Reputation: 27
I have an RDF file where most objects consist of escaped Unicode characters as follows:
...
<http://dbpedia.org/resource/Ry%C5%8Dgoku_Kokugikan> <http://www.w3.org/2000/01/rdf-schema#label> "\u4E21\u56FD\u56FD\u6280\u9928"@ja .
<http://dbpedia.org/resource/Tunisia> <http://www.w3.org/2000/01/rdf-schema#label> "\u30C1\u30E5\u30CB\u30B8\u30A2"@ja .
...
I want to read in this file using a Python script and convert those objects into readable text, i.e. for the above example I would want the following output:
両国国技館
チュニジア
So far, my code looks as follows:
import codecs
for line in codecs.open("labels-en-uris_ja.nt","r","utf-8"):
tmp = line.split(" ")
label = tmp[2]
label = label.split("@")[0]
label = label.replace("\"","")
print u"{0}".format(label)
However, this returns the escaped Unicode characters unchanged, i.e. as
\u4E21\u56FD\u56FD\u6280\u9928
\u30C1\u30E5\u30CB\u30B8\u30A2
Using simply print label
in the last line of my code gives exactly the same result. However, print u"\u4E21\u56FD\u56FD\u6280\u9928"
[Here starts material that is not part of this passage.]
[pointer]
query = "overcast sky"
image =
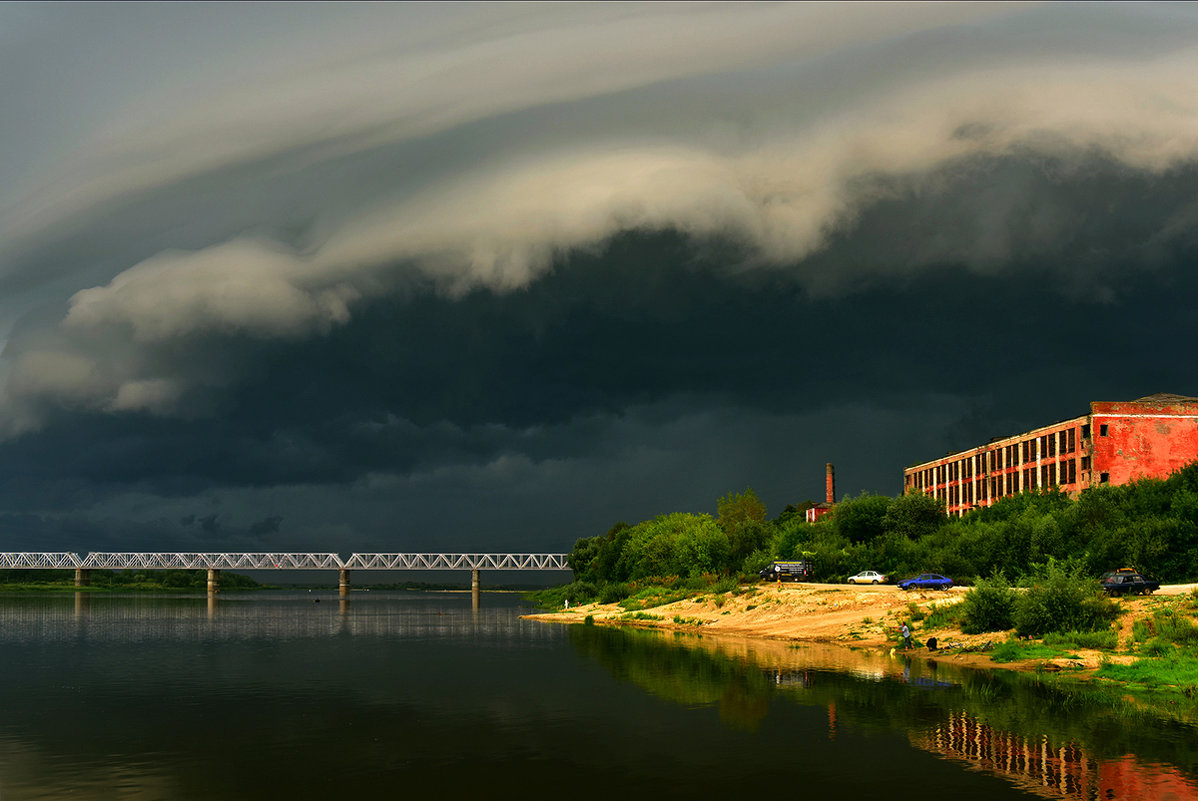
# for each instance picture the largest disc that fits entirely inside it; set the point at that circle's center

gives the desired output, so I assume there is something wrong with the way I read in that file. What would be the correct way to produce the output I want?
Upvotes: 1
Views: 77
Reputation: 11807
You can use the .decode("unicode_escape")
function on your string object to do this.
print u"{0}".format(label.decode("unicode_escape"))
Upvotes: 1